Discover is pretty transparent about its policies. The US-based customer support is a huge plus, and Discover doesn’t charge any fees on the loan — not even a late fee for borrowers who miss a payment.

Unfortunately, Discover falls short where most other bar study loans fall short: the interest rates offered are pretty lousy.

As a result, going to Discover for a bar study loan is a viable option, but borrowers should also be shopping around.

Discover Bar Study Loan Basics

In order to be eligible for a Discover Bar Study Loan, law students must either be in their final year of school or have graduated within the past 6 months.

Loan amounts range from $1,000 on the low-end to a maximum of $16,000.

Once the loan is issued, the borrower is either issued a check directly or the money is deposited into the borrower’s account.

Discover advertises zero fees. Like most bar study loan companies, that means no loan origination fees or late fees. Where discover is a little different is that they don’t charge late fees. This feature will come in handy to borrowers who have issues setting up an automatic withdrawal or who miss a deadline by a few days.

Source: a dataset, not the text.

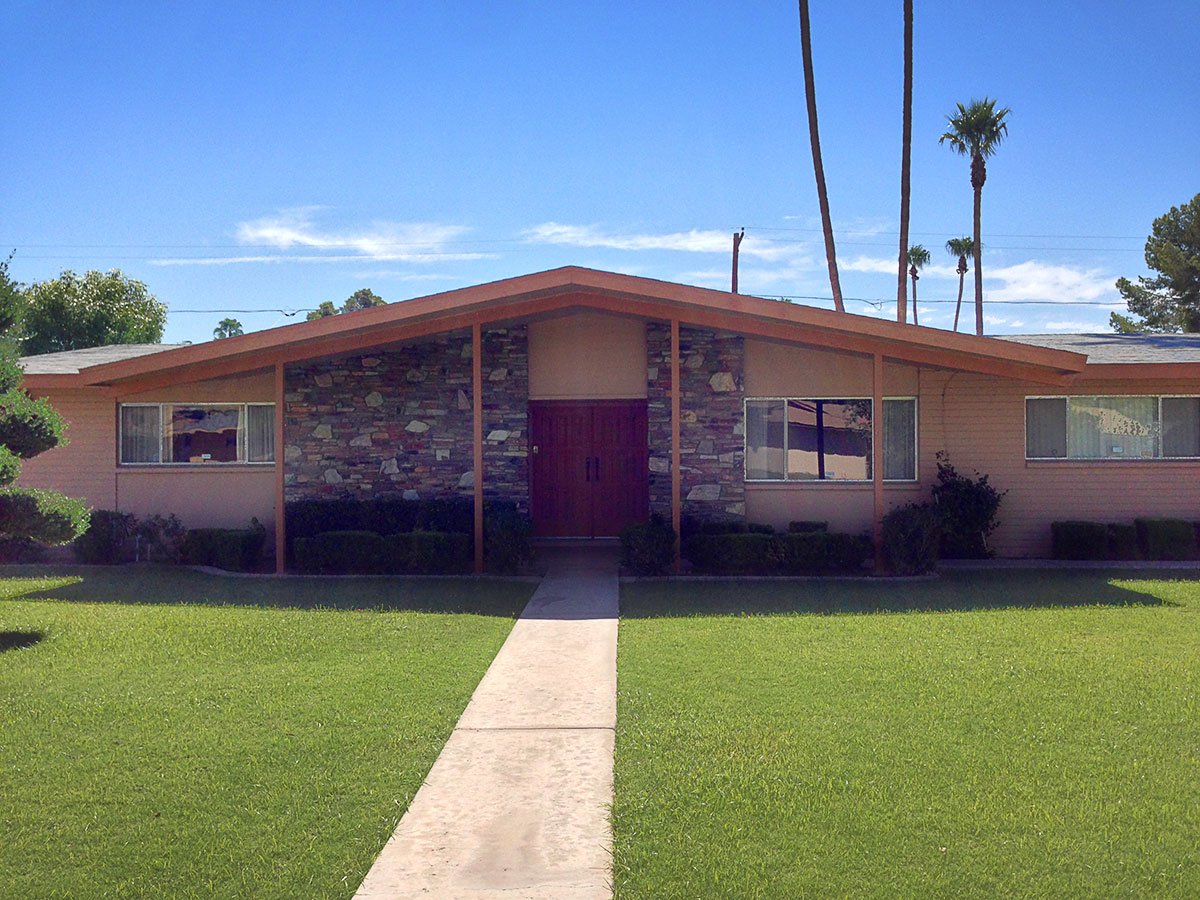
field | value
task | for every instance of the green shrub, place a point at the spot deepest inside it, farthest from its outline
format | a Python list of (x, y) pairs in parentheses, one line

Loans are all on a 20-year repayment term and interest rates range from 3.87% to 10.87% on the variable-rate loans. Fixed-rate loans start at 5.49% and can be as high as 11.99%.

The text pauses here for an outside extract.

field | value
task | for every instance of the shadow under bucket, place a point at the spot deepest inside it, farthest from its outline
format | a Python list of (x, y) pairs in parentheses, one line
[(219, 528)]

Discover also has an “aggregate loan limit” for their bar study loans. This loan limit is a cap on the total amount of existing student debt that a borrow can have. However, this isn’t one single limit. The aggregate loan limit is adjusted according to application factors such as the borrower’s credit score.

Finally, Discover does not have a cosigner release policy. That means cosigners are attached to the loan until it is paid in full. Not being able to be released from the loan is definitely a negative, but the cosigner release policies are often more myth than reality with other lenders, so Discover gets points for being upfront with borrowers.

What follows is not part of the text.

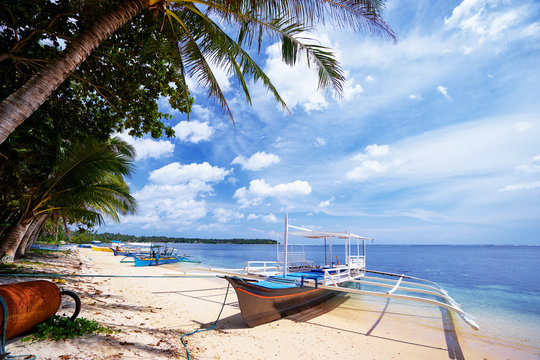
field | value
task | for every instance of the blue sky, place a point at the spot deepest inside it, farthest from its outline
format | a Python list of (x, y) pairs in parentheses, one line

Comparing Discover to Other Bar Study Lenders

All bar study loans seem to suffer from high interest rates, and Discover is no exception.

The rates with Discover start slightly higher than the rates with PNC and Sallie Mae, but they are better than the rates offered by Wells Fargo.

PNC has slightly better advertised interest rates than Discover, but the PNC repayment period is 15 years compared to the 20 with Discover. This means monthly payments could be lower with Discover, even if PNC has a better rate.

Sallie Mae also advertises slightly better rates than Discover, but again, for shorter loans. We also think Discover has a much better customer service reputation than Discover.

However, it is important for law students and recent graduates not to limit themselves to bar study loans.

Personal Loans vs. Bar Study Loans vs. Student Loans

In reality, a bar study loan is just a personal loan with a couple of extra requirements.

A bar study loan is not a student loan and the rules that apply to student loans do not apply to bar study loans. For example, student loans get special treatment in bankruptcy, but bar study loans and personal loans are treated like all other forms of debt.

Many future lawyers limit themselves exclusively to bar study loans, and it could be to their detriment. Just because a loan is designed for a single purpose does not mean it is the best choice.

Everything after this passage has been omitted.